The conclusion to be drawn from this analysis of the government’s reform proposals is a far from comforting one. The blueprint was drawn up by supporters of further radical liberal reforms, who rightly point out that education as yet remains untouched by mass privatization and commercialization. The proposed reform is supposed to correct this “oversight”, but it certainly does not correspond to the aim formally declared by its architects: To make the development of education one of the driving forces for economic progress in the country.
In order to achieve that, educational reform should have been radically egalitarian–that is, it should have provided the entire younger generation with a high quality education, creating genuinely equal opportunities despite the deep social stratification which has overtaken Russian society. Even the most highly developed countries allow themselves to consign no more than one third of the younger generation from the least well-off families to the educational ghetto.

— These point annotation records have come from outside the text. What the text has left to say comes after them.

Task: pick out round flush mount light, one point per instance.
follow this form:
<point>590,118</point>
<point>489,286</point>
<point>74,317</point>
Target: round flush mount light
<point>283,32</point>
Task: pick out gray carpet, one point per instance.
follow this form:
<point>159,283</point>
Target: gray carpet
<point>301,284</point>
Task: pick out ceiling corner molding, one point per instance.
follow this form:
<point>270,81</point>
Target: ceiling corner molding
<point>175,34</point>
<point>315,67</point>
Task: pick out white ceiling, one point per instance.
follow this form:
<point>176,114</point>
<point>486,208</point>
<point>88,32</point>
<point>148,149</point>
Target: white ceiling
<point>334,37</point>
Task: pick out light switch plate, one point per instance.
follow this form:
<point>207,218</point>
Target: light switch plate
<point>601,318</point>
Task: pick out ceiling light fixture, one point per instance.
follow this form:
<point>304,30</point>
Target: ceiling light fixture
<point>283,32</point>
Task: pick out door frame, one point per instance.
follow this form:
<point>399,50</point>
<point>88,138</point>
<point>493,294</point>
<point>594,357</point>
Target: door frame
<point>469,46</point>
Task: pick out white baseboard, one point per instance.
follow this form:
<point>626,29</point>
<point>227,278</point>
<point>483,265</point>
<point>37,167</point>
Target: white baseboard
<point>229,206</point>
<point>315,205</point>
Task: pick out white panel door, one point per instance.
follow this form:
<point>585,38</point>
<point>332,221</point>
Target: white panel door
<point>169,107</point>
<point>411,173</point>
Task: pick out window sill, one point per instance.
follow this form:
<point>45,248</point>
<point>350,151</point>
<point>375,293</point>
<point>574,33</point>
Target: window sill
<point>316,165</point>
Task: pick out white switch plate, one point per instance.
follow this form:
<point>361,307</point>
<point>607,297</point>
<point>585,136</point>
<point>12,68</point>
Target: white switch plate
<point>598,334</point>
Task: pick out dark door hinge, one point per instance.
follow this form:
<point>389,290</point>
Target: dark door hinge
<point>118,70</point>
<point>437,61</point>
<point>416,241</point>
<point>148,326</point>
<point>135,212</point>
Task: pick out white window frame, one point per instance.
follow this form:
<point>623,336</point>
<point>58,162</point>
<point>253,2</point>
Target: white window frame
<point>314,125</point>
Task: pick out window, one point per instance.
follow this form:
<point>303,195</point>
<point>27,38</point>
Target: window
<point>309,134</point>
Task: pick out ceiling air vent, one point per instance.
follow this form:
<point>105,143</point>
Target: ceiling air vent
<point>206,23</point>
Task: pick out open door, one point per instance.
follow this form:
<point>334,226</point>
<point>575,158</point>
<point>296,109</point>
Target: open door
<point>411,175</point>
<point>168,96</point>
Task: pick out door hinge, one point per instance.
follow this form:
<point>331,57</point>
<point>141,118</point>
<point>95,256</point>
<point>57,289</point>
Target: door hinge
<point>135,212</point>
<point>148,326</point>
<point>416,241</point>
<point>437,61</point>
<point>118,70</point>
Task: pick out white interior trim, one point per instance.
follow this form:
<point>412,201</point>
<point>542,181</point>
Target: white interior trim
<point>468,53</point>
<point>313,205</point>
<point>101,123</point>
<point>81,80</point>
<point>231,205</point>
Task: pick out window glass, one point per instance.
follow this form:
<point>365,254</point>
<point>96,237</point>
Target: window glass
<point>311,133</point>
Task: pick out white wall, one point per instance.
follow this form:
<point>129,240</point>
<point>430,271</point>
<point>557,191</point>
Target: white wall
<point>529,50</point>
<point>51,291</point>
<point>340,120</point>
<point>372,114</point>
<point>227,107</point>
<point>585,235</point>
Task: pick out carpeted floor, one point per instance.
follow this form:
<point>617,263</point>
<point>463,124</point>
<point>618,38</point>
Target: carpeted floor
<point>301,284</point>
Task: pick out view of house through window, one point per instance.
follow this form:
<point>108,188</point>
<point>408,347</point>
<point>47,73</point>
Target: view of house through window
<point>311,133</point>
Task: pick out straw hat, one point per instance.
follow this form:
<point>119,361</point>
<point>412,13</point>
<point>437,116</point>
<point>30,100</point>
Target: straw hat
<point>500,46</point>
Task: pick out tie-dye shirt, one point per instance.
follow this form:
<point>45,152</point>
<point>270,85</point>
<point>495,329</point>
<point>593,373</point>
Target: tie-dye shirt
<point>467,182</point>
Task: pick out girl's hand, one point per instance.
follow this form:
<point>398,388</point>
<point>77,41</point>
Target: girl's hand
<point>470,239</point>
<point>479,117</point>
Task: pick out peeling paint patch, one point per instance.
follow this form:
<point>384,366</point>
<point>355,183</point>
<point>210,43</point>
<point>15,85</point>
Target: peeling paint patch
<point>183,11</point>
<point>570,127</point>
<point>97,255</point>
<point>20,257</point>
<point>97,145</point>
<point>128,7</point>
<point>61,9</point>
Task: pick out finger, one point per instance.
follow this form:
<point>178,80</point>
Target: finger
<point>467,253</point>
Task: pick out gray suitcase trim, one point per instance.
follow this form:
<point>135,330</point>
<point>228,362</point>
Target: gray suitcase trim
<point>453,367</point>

Of course, the government blueprint does not neglect to mention support for students from poorer families. But how will this support work? By turning them into humble supplicants who have to regularly prove their poverty to civil servants. Furthermore, nothing is said about the scale or the level of this support. From the perspective of pedagogical psychology (which is completely ignored by the authors of the blueprint), this method will only serve to emphasize social segregation, not smooth it over.
For Russia to give herself a genuine competitive edge in education in today’s knowledge-intensive world economy, and to realize her greatest potential–the high level of public education (which has as yet been least affected by crisis)–she must take full advantage of the intellectual potential of the nation. To impose educational segregation along wealth lines under these circumstances is to throw up an insuperable barrier to the rebirth of Russia. In post-industrial society, intellectual resources are the leading resources in the country, and the effective development of society depends on how efficiently they are mobilized. Education is the very sphere where these intellectual resources are created. We cannot afford to throw these resources around, discarding them on the basis of means testing.
Aleksandr Buzgalin is a doctor of economics and a professor at Moscow State University. He is a leader of Russia’s Democratic Socialist Movement.